Insiders Trades Sigma vs OpenInsider
For twenty years, OpenInsider has been the free go-to for US insider buys. It does one thing well: surface SEC Form 4 filings in a readable table. But it stops there, no Europe, no API, no scoring, no backtest, no AI agents. Sigma keeps OpenInsider's open spirit and pushes it into 2026: five regulated markets unified (AMF, SEC, BaFin, SIX SER, RNS), FX normalisation, open-formula composite score, free historical backtest, REST API, and an MCP server.
Market coverage
OpenInsider is strictly limited to SEC territory: US tickers, Form 4. If an LVMH director files a €12M buy, it never shows. Sigma aggregates the equivalent filings in France (AMF BDIF), Germany (BaFin DDA), Switzerland (SIX SER) and the UK (RNS via Investegate), with a common role mapping (CEO/Vorstand/PDG/CFO…) and instrument mapping (shares, options, ADRs). One API call, five regulators.
Scoring and backtest
OpenInsider sorts by buy size or frequency, useful, but raw. Sigma computes a 100-point composite score (size relative to market cap, insider's historical conviction, role, sector momentum) whose formula is fully public on /methodologie. More importantly, every score is validated by a 2020–2026 historical backtest whose results (win rate, T+30/90/365 returns, Sharpe, alpha vs local benchmark) are accessible for free in the viewer. You don't just see which insiders bought, you see what happened the last time a similar signal fired.

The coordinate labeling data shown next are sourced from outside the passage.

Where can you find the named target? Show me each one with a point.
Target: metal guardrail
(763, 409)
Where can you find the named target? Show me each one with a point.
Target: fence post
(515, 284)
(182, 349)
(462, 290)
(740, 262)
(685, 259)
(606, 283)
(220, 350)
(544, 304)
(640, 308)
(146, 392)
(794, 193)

API and MCP: what OpenInsider doesn't have
OpenInsider has no official API. Community scrapers exist but they're brittle. Sigma exposes a documented REST API (Free: account required, 15 pages/day, web only · Pro at €19/mo: 10k requests, MCP, 5-year history, 1 webhook · Quant at €99/mo: 100k requests, unlimited webhooks, bulk exports, 5 seats), with a stable JSON schema, plus an MCP server that lets Claude, ChatGPT or Cursor query the database directly. Ask your AI agent: "Which Allianz directors bought over €100k in the past 30 days?", the tool call returns a structured answer, no scraping, no aggressive rate limiting.
When to prefer OpenInsider
Honestly: if you trade only US small-caps, don't use AI agents, don't need European coverage, and don't want to spend a euro, OpenInsider stays perfect. It exists, it works, it's legendary. Sigma fits the next case: you also track SBF 120, DAX, SMI, FTSE, you want a backtested reproducible score, and/or you're building a product (bot, dashboard, AI agent) that needs a stable API.
One-line verdict
OpenInsider is the open US archive; Sigma is the multi-market, scored, backtested, API-first platform OpenInsider could have become if it had launched in 2026.